The Swedish media has not taken kindly to the team’s performance, with journalists quick to call for Garpenlov’s resignation.
Anger and disappointment are clear in comments from Swedish hockey legends.
“I have no comment on whether this is a fiasco or not,” said Hall-of-Famer Kent Nilsson. “They didn’t play well in the first two games.
“But it’s clear that Sweden should progress in a tournament when there are eight teams in the group. Of course they should.”
Bengt-Ake Gustafsson, who coached Sweden to its unique World and Olympic double gold in 2006 by winning the Worlds here in Riga, warned that the team could expect a rough reception when it returns home.
“They are going to have to bite on a sour apple,” he told Sportexpressen. “There will be pressure from media, and even from family and friends. People wonder what on Earth they were doing, how they got beaten by Denmark when it never happened before. Of course it will be a difficult situation.”
And he was unequivocal when asked what needed to change for next year.
“Everything,” Gustafsson added. “We really need to get to grips with this and move forward again.”
However, other voices – such as Aftonbladet’s Mats Wennerholm – called for a more cautious response. Wennerholm argued that Sweden’s World Championship successes owed more to the availability of NHL players – the Sedins in 2013, Hedman, Backstrom and Nylander in Cologne, or the Zibanejad-Rackell-Janmark line a year later in Copenhagen – than to the head coach.
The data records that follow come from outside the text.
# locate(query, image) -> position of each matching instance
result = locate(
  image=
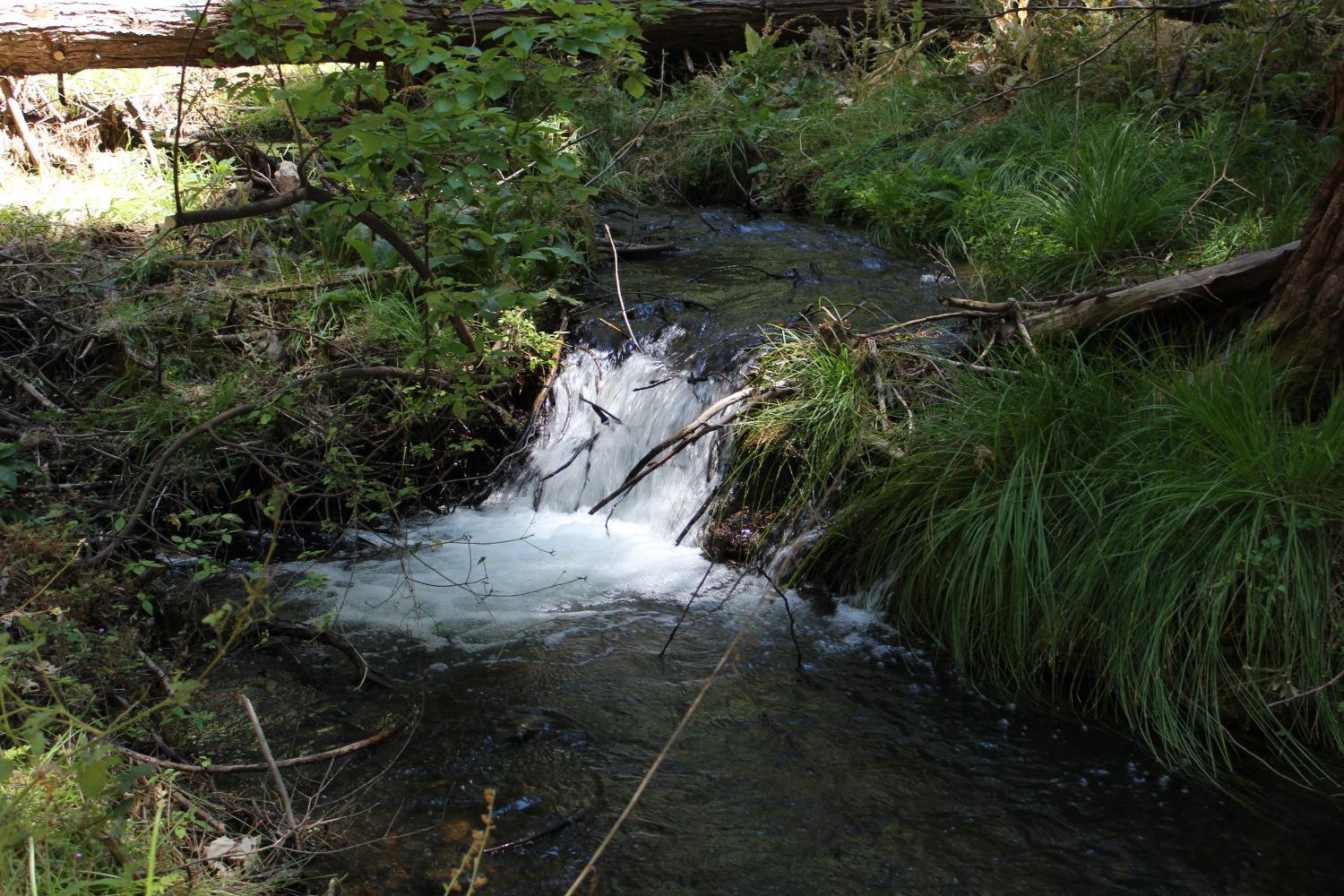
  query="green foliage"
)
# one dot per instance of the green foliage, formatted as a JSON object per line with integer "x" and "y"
{"x": 13, "y": 473}
{"x": 1158, "y": 538}
{"x": 1180, "y": 145}
{"x": 793, "y": 447}
{"x": 430, "y": 142}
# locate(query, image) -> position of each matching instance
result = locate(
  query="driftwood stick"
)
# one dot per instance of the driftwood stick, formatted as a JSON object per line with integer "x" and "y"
{"x": 679, "y": 441}
{"x": 137, "y": 121}
{"x": 193, "y": 809}
{"x": 260, "y": 766}
{"x": 271, "y": 763}
{"x": 637, "y": 250}
{"x": 535, "y": 836}
{"x": 301, "y": 630}
{"x": 1242, "y": 277}
{"x": 699, "y": 512}
{"x": 902, "y": 325}
{"x": 616, "y": 276}
{"x": 309, "y": 193}
{"x": 134, "y": 519}
{"x": 21, "y": 125}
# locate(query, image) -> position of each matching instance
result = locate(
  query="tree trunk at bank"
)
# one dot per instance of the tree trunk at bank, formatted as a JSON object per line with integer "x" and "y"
{"x": 46, "y": 37}
{"x": 1305, "y": 314}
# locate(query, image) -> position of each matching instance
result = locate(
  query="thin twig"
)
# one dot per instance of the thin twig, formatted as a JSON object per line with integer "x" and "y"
{"x": 271, "y": 763}
{"x": 616, "y": 276}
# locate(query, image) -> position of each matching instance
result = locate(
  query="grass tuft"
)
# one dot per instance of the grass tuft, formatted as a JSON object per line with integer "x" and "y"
{"x": 1155, "y": 538}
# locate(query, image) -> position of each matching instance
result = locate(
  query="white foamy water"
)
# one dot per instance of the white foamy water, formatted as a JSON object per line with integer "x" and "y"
{"x": 532, "y": 560}
{"x": 583, "y": 452}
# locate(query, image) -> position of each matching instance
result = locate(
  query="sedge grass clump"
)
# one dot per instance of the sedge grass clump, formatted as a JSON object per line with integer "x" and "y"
{"x": 1150, "y": 538}
{"x": 792, "y": 447}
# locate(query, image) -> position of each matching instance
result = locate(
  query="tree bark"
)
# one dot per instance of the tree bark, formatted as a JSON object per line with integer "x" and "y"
{"x": 1222, "y": 285}
{"x": 1305, "y": 314}
{"x": 45, "y": 37}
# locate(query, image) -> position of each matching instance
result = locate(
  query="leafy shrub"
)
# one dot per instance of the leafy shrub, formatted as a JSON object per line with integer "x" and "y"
{"x": 1158, "y": 538}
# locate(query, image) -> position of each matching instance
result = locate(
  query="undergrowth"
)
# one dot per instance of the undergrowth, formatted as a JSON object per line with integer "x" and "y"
{"x": 1032, "y": 175}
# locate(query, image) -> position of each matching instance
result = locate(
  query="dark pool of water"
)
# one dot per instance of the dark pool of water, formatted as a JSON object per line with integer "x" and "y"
{"x": 871, "y": 770}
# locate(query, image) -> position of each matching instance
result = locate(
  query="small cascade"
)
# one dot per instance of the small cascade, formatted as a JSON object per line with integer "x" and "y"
{"x": 607, "y": 413}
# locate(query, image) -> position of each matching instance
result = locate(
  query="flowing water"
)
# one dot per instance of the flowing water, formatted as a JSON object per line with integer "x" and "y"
{"x": 527, "y": 634}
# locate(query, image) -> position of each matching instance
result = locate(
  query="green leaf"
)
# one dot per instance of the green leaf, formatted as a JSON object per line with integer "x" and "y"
{"x": 366, "y": 250}
{"x": 753, "y": 40}
{"x": 91, "y": 777}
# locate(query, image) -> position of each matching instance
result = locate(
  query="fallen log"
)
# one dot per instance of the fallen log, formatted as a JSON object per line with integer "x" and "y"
{"x": 258, "y": 766}
{"x": 48, "y": 37}
{"x": 1220, "y": 285}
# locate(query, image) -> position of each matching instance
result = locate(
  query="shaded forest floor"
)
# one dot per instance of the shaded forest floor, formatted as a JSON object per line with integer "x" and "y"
{"x": 1029, "y": 167}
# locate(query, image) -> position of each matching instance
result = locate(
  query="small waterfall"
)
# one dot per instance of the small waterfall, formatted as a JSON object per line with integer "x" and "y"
{"x": 531, "y": 562}
{"x": 607, "y": 414}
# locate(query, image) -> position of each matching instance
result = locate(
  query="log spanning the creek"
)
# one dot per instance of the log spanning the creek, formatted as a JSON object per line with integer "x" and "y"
{"x": 48, "y": 37}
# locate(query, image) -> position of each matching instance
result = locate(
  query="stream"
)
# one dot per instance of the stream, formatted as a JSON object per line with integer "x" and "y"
{"x": 527, "y": 637}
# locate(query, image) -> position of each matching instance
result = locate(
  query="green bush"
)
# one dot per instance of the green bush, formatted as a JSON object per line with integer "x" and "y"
{"x": 1159, "y": 540}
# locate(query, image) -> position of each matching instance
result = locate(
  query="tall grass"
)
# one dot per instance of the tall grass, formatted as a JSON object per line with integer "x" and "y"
{"x": 1158, "y": 540}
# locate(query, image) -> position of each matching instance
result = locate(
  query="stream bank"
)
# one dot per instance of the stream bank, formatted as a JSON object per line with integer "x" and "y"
{"x": 527, "y": 637}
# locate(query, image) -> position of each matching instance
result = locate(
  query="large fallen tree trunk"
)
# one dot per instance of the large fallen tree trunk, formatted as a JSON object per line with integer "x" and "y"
{"x": 1233, "y": 281}
{"x": 47, "y": 37}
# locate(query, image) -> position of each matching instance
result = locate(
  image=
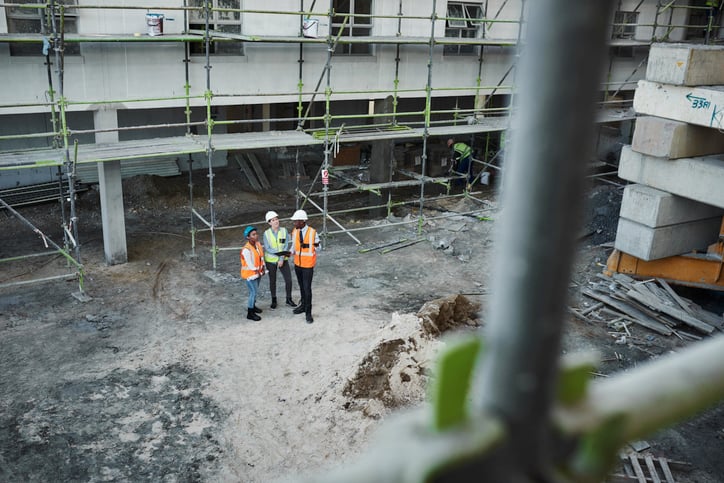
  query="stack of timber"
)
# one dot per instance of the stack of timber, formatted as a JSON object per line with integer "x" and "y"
{"x": 645, "y": 468}
{"x": 676, "y": 157}
{"x": 621, "y": 301}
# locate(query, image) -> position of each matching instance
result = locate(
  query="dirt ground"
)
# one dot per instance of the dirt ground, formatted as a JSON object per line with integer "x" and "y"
{"x": 160, "y": 377}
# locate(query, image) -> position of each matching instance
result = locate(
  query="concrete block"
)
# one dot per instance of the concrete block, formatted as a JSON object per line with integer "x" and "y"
{"x": 666, "y": 138}
{"x": 700, "y": 179}
{"x": 703, "y": 106}
{"x": 655, "y": 208}
{"x": 686, "y": 64}
{"x": 649, "y": 243}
And he credited Garpenlov, during his time as assistant to Rikard Gronberg, with helping to rebuild the relationship between Tre Kronor and its Trans-Atlantic talent.
The 1937 edition
Hockey in the pre-war era was a different game. The 1937 championship was played in London, England, home of a GB team that was defending Olympic and World champion. The USSR had yet to take up the game. Canada picked up its ninth World Championship, going unbeaten through the tournament. Britain was second, losing 3-0 to Canada in the final group stage. Switzerland won bronze, pushing Germany out of the medals.
Sweden played three games in the initial group stage, losing all of them and scoring just one goal. After an opening 3-0 loss to Poland, the Swedes took a first-period lead against France but lost 2-1. The final game was a 9-0 thrashing from Canada, condemning Sweden to last place in Group B and immediate elimination, without even a place in the classification round. The Swedes joined Norway and Romania in a tie for ninth place and has never since dropped so low – until now.